I forgot my gosh darn journal this morning, so I think my title was wittier while walking to the streetcar stop. I was so thrilled to sit down and knock it out in black ink. No dice.
My mind has been racing for days.
That familiar rippling under my skin has surfaced, almost with the changing of the wind. The chill on this august morning almost served as a slap to my cheek, shaking me into lucidity. My wanderlust returns.
From my seventeenth year, I have moved somewhere or another every 1.5 – 2.5 years. Over the span of a fairly adventitious decade I have lived in more places than most, in the U.S. and Canada. The first move was against my will, but, it was one of those things that happen to you in life; like a kid tossed off the dock into the freezing cold abyss of lake water and told to ‘swim’! Some things, you approach with caution (a practice much more prevalent in adult life) and some are hurled at you by strong men on unicycles that you must catch whilst, yourself, juggling batons on fire and riding a pogo stick. Hilarity ensues.
For me, moving to South Carolina seemed ultimately unfair. It was hot, there were accents, there were bugs (have you heard of chiggers? they burrow under your skin and lay eggs), there were strip malls and golf courses and face-lifts and bigots. I have always been a little too bohemian for my family, and it is always a struggle for me to feel like I fit in. There are things I can do I don’t think twice about: ski, play tennis, drive a boat. They are all things that are a part of my character and, while eternally grateful for all opportunities allowed me, I do feel sometimes like they are the ghostly abilities of somebody else; grafted to my personality and seamlessly incorporated into my nervous system. It always seemed like a double life.

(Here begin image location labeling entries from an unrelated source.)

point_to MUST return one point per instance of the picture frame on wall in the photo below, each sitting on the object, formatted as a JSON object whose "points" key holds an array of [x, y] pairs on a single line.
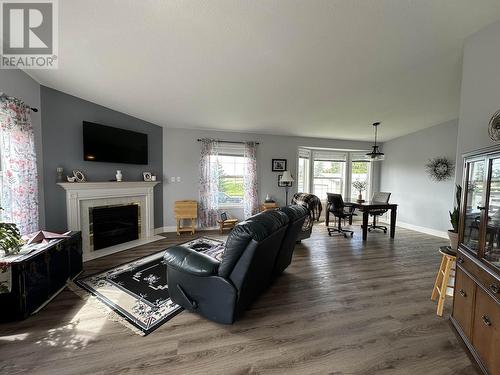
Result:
{"points": [[283, 184], [279, 165]]}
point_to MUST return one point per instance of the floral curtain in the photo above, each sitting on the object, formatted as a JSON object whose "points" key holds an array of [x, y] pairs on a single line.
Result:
{"points": [[209, 183], [19, 180], [250, 199]]}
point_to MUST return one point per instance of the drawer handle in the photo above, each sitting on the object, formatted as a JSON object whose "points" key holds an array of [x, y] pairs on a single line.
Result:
{"points": [[486, 320]]}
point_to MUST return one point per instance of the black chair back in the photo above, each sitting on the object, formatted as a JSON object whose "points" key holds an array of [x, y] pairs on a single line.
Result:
{"points": [[335, 203], [381, 197]]}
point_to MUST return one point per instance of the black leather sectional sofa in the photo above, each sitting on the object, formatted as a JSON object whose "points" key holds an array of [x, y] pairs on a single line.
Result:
{"points": [[257, 251]]}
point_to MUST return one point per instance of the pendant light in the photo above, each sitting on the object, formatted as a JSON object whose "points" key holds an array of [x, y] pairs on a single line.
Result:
{"points": [[375, 154]]}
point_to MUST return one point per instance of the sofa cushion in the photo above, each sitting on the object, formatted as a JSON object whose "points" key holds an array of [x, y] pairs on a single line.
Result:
{"points": [[257, 228], [295, 212], [191, 261]]}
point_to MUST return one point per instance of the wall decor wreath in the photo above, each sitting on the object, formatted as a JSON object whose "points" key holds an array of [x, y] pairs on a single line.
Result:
{"points": [[440, 168]]}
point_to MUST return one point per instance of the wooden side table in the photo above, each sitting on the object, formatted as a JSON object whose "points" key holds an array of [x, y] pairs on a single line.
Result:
{"points": [[186, 209], [445, 272], [226, 224]]}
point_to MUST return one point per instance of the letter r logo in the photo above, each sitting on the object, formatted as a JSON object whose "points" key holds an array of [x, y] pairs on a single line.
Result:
{"points": [[27, 28]]}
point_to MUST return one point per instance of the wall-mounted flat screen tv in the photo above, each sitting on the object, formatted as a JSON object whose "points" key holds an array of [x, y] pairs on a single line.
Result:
{"points": [[113, 145]]}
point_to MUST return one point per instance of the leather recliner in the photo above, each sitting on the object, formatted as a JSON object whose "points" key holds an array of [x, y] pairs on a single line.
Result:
{"points": [[296, 216], [221, 291]]}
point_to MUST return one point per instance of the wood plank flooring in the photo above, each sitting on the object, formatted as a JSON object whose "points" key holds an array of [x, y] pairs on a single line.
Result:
{"points": [[342, 307]]}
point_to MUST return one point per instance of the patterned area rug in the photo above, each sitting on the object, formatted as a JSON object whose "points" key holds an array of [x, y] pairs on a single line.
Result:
{"points": [[138, 290]]}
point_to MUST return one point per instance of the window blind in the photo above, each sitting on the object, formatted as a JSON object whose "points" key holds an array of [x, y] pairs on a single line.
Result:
{"points": [[304, 153], [330, 156], [359, 156], [233, 149]]}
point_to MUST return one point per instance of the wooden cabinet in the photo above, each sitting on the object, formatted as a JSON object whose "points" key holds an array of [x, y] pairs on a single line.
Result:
{"points": [[464, 301], [486, 335], [476, 306]]}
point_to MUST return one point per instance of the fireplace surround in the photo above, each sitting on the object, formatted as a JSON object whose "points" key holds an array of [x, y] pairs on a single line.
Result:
{"points": [[83, 199]]}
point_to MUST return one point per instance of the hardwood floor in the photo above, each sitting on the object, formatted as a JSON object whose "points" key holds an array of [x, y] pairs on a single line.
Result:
{"points": [[342, 307]]}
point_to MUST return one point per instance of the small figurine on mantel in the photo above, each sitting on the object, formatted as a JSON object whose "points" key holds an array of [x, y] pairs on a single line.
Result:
{"points": [[44, 237], [269, 199]]}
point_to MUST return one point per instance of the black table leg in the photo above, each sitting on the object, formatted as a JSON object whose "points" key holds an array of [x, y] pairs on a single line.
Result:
{"points": [[365, 224], [393, 221]]}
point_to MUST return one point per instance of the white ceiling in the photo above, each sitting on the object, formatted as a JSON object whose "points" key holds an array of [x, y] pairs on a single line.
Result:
{"points": [[299, 67]]}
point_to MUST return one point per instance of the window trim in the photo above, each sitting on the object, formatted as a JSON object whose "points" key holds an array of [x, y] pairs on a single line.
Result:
{"points": [[347, 185], [233, 152]]}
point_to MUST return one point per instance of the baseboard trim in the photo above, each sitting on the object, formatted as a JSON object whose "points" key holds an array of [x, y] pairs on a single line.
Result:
{"points": [[171, 229], [417, 228]]}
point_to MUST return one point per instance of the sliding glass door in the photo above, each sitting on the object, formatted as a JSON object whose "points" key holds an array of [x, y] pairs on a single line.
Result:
{"points": [[360, 171], [332, 171]]}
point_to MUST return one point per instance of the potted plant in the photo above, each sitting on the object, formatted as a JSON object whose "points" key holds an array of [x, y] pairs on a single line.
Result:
{"points": [[455, 219], [360, 186], [10, 238]]}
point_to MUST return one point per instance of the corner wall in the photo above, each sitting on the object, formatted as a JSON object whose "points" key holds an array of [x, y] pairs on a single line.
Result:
{"points": [[423, 203], [480, 93], [15, 82]]}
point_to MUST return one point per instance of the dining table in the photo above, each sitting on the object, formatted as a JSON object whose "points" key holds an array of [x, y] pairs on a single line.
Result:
{"points": [[366, 206]]}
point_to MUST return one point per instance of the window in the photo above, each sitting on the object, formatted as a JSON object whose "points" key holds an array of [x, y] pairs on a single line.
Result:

But the island is the place I learned how to truly feel alive. Specifically out on the beach, in the laconic lull of the witching hour. I would sneak out into that solid, iron-curtain; the space just ahead of me so devoid of light; above me, the grinning gibbous moon close and confident; so many stars, the sky seemed a perforated confection that heaved and sighed along with each of my breaths. Which, incidentally, I could hear so clearly I would think someone was following me for the first few walks. I brought a flashlight, but didn’t turn it on. I remember the first walk, my mind was racing much as it is now, and I kept thinking of the flashlight as a ‘torch’ – the Queen’s English for ‘flashlight’. Somehow, it seemed wrong to torch this sort of darkness. Humid always, my skin bristled with the feeling of millions of hot finger grips and I imagined the heat to be a great collective of fiery faeries: illuminating my journey to the water’s edge by heightening my other senses.
Sand has a peculiar quality at night in that climate. Its cool, rhythmic surface stills you when dry; a faint, residual heat coming up from somewhere in its core. When wet, the grains separate and coalesce around your feet and between your toes; sending a shiver or two up your spinal column. Smelling the soothing salt on the air pulled my feet toward it. As though the desire within me was so great, the response of the sea so sympathetic so as to wrap itself ’round my very atoms and saturate my innocence with sensations that were, to me, previously a mystery. (I have only shared this environ with one other person and, it was not quite the same.) There are two ways to get to the salt and the sand (more than that, but this is a journal, not a travel essay): one is a straight line from my parents’ house, through a ‘beachwalk’ which is comprised of mulch and pine straw and more fist-sized june bugs than you care to think about. The moon alights that path in an exceptionally awe-inspiring line of silver; a thread upon which to tightrope-walk your way to your destination. Alternately, one may turn left at the end of Sovereign, as I often did. Along this route, one is afforded the slow rustle of Spanish Moss overhead, the historic first free African American settler’s site (complete with still-live cannonballs underground), the ruins of the original Port Royal which are protected by the most beautiful live-oak angel tree I have ever seen. The live oaks of the south grow to enormous sizes and, the weight of their branches become so great, their desire to touch the rich earth so compelling that they finally give in and sprawl their aching arms along the ground. Most say it’s because of the weight of angels sitting amongst the foliage, hence ‘angel tree’.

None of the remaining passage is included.